Mrs Thatcher said a “good deal of this damage” was repaired by the satisfaction with Timex performance expressed publicly by major customers such as Sinclair and IBM.
She highlighted assurances given by the firm that it was willing to consider locating not just new products at the Dundee factory but also research and development work.
“I understand that the company’s decisions on the watch making side result from the decline in the world market for mechanical watches,” the Prime Minister went on.
“But I want to assure you that the steps which you are currently taking to secure the electronics business, together with any further moves which you might be considering to establish a platform for future growth in Dundee, will have our full support.”
Timex management said there had been a reasonably significant response from employees to the offers of voluntary redundancy and early retirement.
Of the 1,900 redundancies originally announced 1,700 were secured voluntarily.
The remaining 200 would be compulsory redundancies.
On April 8 the Milton workers resisted compulsory redundancy by occupying the plant.
Willie Leslie, a shop steward, said: “Over the past 90 days we have exhausted all possibilities available to us.
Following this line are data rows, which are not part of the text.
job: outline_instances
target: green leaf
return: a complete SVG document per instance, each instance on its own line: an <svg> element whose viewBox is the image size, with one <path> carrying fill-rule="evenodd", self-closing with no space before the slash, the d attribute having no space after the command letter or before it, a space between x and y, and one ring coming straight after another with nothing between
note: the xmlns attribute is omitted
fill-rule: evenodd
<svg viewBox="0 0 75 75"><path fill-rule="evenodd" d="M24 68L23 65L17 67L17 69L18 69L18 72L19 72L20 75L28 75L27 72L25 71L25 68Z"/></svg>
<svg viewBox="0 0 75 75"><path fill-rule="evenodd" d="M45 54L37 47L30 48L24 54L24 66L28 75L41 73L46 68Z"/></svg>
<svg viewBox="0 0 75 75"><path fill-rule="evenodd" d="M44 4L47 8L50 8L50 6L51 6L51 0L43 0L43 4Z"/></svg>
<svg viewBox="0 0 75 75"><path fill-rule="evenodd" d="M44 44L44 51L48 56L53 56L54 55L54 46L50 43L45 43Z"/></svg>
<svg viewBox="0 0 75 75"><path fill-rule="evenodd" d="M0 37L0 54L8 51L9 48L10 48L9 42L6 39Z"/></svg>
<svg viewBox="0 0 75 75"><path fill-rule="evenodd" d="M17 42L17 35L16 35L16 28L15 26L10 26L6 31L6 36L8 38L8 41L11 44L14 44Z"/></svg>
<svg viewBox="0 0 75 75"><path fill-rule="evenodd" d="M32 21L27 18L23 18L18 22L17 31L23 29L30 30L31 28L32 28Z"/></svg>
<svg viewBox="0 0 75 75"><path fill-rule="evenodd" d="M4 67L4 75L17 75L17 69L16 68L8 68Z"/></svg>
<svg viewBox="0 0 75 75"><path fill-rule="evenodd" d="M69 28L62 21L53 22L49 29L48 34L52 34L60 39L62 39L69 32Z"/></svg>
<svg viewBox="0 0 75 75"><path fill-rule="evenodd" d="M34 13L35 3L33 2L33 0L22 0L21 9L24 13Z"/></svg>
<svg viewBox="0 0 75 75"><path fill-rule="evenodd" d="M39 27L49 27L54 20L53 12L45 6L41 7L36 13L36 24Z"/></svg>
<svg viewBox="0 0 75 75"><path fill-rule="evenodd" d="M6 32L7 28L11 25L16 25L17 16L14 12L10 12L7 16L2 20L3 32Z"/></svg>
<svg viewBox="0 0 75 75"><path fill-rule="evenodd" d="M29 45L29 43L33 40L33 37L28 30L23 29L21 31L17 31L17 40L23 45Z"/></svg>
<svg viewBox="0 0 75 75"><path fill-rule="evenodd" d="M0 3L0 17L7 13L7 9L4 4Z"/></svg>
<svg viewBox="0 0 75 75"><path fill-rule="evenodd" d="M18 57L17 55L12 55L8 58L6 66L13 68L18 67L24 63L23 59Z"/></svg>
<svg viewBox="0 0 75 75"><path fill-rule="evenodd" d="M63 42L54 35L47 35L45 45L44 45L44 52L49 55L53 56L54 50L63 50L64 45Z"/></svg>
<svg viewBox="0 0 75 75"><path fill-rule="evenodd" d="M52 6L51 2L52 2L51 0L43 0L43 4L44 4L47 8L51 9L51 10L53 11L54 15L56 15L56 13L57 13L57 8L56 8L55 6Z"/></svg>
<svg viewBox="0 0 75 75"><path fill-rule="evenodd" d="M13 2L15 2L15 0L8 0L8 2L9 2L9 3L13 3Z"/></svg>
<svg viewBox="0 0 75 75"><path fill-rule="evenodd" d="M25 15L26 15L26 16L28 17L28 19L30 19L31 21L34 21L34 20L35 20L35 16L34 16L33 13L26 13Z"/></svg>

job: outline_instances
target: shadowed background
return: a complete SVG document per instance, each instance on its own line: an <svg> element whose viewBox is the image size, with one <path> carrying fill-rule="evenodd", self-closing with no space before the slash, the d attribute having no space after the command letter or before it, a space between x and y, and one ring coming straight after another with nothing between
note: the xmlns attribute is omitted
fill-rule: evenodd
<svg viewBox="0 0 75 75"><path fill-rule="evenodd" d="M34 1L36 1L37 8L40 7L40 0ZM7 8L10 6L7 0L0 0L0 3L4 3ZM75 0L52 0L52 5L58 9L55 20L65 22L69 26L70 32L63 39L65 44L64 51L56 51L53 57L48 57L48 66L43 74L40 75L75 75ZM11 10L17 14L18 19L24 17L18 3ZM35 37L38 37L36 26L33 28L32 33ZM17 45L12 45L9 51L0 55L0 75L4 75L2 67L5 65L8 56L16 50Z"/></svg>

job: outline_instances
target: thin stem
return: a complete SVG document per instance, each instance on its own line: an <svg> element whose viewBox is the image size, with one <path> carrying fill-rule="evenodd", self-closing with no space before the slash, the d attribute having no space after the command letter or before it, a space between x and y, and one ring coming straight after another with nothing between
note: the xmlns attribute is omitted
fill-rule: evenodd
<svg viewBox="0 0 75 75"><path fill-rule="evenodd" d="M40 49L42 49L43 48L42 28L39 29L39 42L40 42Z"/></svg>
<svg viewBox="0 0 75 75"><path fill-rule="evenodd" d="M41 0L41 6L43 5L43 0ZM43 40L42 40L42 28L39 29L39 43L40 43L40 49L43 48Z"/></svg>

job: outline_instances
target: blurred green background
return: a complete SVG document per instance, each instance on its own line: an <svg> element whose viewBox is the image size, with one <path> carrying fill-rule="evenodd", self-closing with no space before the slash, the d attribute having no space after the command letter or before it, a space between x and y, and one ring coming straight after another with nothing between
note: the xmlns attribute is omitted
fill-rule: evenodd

“Our backs are to the wall and we now have no option other than to take the present industrial action.”
In the course of the six-week occupation it became clear that watch-making could not be preserved and 300 further redundancies were announced on May 6.
The further 300 posts were as a result of lost business from the sit-in.
Those involved shifted their goal to securing improved exit terms and on May 18 the workers agreed to accept an agreement and go back to work.
Timex lifted its court action to repossess the Milton of Craigie building.
The agreement accepted both the initial 1,900 redundancies announced on January 10 and the further 300 announced on May 6 as a result of lost business.
But the sun was setting on Timex.
The Milton of Craigie plant was slowly wound down, closed, sold-off and bulldozed in 1988 and Dunsinane was closed and torn down in 1991.
Timex closed its doors for the last time on August 29 1993, following six months of bitter industrial unrest and battles on the picket lines.